I’ve Read Hundreds Of Self-Help Books—Here’s What I’ve Learned

In today’s world, self-help has become a movement. We have access to some of the greatest thinkers of our generation without ever having to meet them. However, with great power comes great responsibility, and we’ve also become obsessed with consumption in the process.

We’re always looking for the next big idea—the next ideology that will change our lives. But nevertheless, this can pose a problem, because instead of actively changing our lives, we stay still. We read a lot of books, but our lives remain the same. I’ve read hundreds of self-help books throughout my life. In a nutshell, here’s what I’ve learned after doing so.

1. Take Action On What You Learn

If you don’t take action on what you’ve learned, you’re wasting your time. The truth is, there is no shortage of ideas to learn from on a single topic. With so many perspectives, it’s easy to get lost in craving more information to decide what the best one is. But creating the ideal life for yourself comes from trial and error—not from seeking more information.

What may work for one person may not necessarily work for another. That’s why it’s so important to apply the knowledge that you learn—otherwise, you are going to be stuck in a constant loop of staying the same.
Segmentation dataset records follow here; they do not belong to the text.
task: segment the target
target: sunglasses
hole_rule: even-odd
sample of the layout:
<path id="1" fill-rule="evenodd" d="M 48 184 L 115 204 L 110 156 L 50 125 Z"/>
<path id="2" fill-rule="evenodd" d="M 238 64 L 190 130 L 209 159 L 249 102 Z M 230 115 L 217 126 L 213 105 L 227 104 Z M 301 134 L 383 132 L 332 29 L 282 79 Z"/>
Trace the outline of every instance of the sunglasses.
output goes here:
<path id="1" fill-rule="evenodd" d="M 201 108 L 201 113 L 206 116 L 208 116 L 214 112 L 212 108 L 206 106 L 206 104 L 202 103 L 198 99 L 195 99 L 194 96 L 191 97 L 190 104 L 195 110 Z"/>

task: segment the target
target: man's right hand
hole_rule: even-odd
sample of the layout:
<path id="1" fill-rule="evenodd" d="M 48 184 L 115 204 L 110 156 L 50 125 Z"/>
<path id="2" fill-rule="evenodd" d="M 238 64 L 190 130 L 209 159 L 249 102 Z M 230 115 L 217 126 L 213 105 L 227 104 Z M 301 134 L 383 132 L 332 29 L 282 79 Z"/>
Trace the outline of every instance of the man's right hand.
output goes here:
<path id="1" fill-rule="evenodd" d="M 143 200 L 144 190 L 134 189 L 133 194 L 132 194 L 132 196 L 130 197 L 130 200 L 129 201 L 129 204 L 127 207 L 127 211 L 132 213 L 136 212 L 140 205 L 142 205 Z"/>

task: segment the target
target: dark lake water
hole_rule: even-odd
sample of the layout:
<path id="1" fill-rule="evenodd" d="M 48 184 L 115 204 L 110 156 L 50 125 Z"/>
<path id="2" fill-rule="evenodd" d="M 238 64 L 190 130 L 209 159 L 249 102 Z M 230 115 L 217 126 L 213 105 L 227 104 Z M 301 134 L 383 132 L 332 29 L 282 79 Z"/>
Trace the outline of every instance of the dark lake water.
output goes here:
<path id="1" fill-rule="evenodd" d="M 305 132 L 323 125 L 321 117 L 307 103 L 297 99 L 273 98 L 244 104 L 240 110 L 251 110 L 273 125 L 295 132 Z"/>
I wish I could go back and read less books.

2. It’s Okay To Put A Book Down.

If a book doesn’t resonate with you, that doesn’t mean you have to finish it. I can recall numerous occasions where I’ve continued reading a ‘popular’ book without actually aligning with what the author was saying. Everyone resonates differently with ideas. While it may be tempting to read as many books as you can, it’s much better to focus on the books that will have a true impact on you. It’s okay to put a book down… I wish I had done that too.

3. Reflect On Your Own Life.

While reading, I’ve learned that it’s so important to reflect on your own life and take mental notes. If you don’t take the time to think about what you’re reading in relation to the impact it will have on your own life, you may end up adopting ideas and perspectives that aren’t who you want to become.

For example, not everyone wants to wake up at 5 a.m. I tried it once and failed miserably. Sure, I could have kept going, but eventually I realized that I really had no intention of getting up that early and that’s okay. It’s better to take the time to actually understand who you want to be, then seek knowledge that doesn’t reflect that through books.

On a deep level, you may already know what you need to be doing but you’re just looking for distractions because you don’t want to do the work.

4. Be Your Own Person.

And on that note… You can take ideas from someone, but you should always think for yourself. Self-help books have a funny way of trying to convince you that their ideas are right above all else. But at the end of the day, you need to make your own decisions in your own life. Don’t get caught in a loop of thinking you need to become someone else to succeed in your life—you have the tools, now adopt them to your lifestyle.

While there’s a lesson to be learned in every book that you read, this is the gist of most. I’ve read a ton of books and learned a ton of amazing things, but over time, there has only been a few great books and a handful of great ideas that have changed my life.

There, I saved you a ton of time. Instead of procrastinating, let’s instead start building our lives instead of fantasizing about it in our minds.